While dutifully admitting that "our study cannot explain the causality behind the associations," the scientists speculate that the extra density of gray matter in regions that find social situations rewarding has its roots in brain development, "ultimately being manifested in a temperament predisposed towards social interaction." In other words, whether or not you're a people person is established long before you so much as lay eyes on other people, that is, before birth. Murray told me by e-mail that his "guess is [that the brain structure differences are] due to genetics, though he adds, "I do think it's possible that, once these areas develop more in certain individuals . . . and then there is more social behavior, this could foster further growth in these regions—a snowball type effect."
The reason the interpretation of such results matters—that is, which came first, the brain structure or the experience and behavior?—can be seen in early reaction to the study. Already Websites are asserting, for instance, that "Ten or twenty years from now this research will lead to the identification of genetic variants for personality types and then the ability to choose these genetic variants for their children."

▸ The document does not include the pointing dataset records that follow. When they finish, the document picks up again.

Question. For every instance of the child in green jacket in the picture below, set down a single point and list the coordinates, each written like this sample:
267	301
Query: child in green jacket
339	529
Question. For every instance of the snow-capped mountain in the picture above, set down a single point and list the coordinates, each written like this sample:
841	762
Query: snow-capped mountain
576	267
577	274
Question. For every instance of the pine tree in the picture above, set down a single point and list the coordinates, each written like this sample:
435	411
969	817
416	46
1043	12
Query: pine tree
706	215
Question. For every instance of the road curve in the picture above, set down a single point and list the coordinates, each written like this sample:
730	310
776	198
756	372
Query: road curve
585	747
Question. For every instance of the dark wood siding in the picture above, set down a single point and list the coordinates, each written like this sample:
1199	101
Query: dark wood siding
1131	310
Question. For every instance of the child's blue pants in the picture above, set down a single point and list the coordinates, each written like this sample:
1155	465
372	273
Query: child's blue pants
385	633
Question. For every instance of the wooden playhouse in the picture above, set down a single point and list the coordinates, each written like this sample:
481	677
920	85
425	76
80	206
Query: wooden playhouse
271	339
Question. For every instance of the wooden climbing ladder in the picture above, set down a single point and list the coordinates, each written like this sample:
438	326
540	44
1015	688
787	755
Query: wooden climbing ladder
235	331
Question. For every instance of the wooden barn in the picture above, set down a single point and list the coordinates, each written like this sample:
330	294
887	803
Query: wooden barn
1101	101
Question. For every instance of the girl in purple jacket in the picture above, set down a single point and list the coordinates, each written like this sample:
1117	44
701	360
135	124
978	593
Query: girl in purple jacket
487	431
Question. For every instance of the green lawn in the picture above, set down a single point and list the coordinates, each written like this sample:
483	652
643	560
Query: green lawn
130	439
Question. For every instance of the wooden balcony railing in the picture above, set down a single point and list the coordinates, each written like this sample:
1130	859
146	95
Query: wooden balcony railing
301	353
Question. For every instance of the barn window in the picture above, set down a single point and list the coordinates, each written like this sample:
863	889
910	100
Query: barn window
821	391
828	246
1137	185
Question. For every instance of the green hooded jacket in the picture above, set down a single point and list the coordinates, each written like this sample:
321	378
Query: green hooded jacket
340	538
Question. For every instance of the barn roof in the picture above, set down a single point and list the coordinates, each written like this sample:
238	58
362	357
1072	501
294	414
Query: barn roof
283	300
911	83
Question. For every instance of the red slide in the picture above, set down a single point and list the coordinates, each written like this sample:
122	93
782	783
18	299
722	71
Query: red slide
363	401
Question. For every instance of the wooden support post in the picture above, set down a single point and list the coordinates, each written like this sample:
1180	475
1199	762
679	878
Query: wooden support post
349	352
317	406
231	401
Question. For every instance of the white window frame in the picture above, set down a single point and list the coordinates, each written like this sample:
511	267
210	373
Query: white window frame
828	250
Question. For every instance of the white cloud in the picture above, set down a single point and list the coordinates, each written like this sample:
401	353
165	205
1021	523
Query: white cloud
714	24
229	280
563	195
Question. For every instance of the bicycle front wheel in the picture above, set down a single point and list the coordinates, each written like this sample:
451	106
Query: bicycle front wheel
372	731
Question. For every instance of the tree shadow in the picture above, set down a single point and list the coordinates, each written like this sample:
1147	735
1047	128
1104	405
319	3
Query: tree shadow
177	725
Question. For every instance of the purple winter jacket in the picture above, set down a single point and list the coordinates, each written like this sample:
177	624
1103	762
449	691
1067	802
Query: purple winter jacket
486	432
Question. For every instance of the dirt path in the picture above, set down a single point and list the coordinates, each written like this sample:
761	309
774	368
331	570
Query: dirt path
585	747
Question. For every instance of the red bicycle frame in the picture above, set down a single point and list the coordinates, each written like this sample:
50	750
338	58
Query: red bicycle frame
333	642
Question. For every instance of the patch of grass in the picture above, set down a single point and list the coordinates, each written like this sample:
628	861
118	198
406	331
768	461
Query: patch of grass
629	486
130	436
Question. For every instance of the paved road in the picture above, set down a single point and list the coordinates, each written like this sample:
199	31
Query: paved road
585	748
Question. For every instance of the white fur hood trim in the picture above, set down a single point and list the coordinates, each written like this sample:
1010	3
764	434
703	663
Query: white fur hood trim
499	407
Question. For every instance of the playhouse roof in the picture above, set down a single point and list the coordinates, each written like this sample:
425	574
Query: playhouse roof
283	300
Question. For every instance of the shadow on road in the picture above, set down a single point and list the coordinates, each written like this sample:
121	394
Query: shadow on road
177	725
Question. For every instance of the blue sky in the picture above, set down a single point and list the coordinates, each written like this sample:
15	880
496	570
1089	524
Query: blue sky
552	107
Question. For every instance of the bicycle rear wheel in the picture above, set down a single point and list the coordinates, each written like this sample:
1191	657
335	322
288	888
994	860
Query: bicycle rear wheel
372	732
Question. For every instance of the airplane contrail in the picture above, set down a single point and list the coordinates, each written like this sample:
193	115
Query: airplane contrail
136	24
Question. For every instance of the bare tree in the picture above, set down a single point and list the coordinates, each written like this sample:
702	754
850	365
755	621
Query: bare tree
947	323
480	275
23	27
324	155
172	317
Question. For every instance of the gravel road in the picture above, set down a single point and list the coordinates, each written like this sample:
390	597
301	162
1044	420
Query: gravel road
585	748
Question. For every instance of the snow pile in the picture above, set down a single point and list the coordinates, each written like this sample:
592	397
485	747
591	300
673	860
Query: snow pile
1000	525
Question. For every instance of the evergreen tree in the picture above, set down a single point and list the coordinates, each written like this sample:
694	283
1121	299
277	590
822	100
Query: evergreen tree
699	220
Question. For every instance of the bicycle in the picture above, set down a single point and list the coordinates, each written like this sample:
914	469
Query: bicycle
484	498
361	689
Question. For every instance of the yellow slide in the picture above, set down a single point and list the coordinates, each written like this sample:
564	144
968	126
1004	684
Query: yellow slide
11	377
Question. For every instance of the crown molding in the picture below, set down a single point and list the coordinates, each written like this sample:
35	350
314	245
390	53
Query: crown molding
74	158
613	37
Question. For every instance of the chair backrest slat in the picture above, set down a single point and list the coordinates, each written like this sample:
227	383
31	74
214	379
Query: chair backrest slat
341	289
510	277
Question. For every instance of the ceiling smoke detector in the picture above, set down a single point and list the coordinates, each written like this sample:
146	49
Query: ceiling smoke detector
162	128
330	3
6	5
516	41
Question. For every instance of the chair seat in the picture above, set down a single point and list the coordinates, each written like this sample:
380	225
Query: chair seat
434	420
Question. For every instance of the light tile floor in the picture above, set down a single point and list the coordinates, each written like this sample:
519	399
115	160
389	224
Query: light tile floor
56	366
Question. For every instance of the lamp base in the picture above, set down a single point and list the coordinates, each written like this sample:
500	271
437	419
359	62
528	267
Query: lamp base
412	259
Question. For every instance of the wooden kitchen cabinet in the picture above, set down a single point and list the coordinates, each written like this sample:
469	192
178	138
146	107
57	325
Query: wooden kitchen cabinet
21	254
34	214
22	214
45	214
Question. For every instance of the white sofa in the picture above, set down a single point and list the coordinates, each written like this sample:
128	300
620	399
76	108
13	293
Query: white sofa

Really? Why is it not equally likely that this research and the many other studies showing that the lives we lead affect the function and structure of the brain will instead lead to the understanding that the brain we wind up with reflects the choices we make about what we think and do? Thinking in a certain way can alter the pathological patterns of brain activity behind obsessive compulsive disorder (OCD). Meditation can increase the thickness of the brain's cortex. In this case, it seems at least possible that engaging in lots of social activities increases the gray matter in certain regions of the brain, rather than vice versa. Apparently it's a whole lot easier to think that you're stuck with the brain you're born with. It certainly lets you off the hook if, in explaining why you're a social recluse, you can simply say, "My brain made me do it."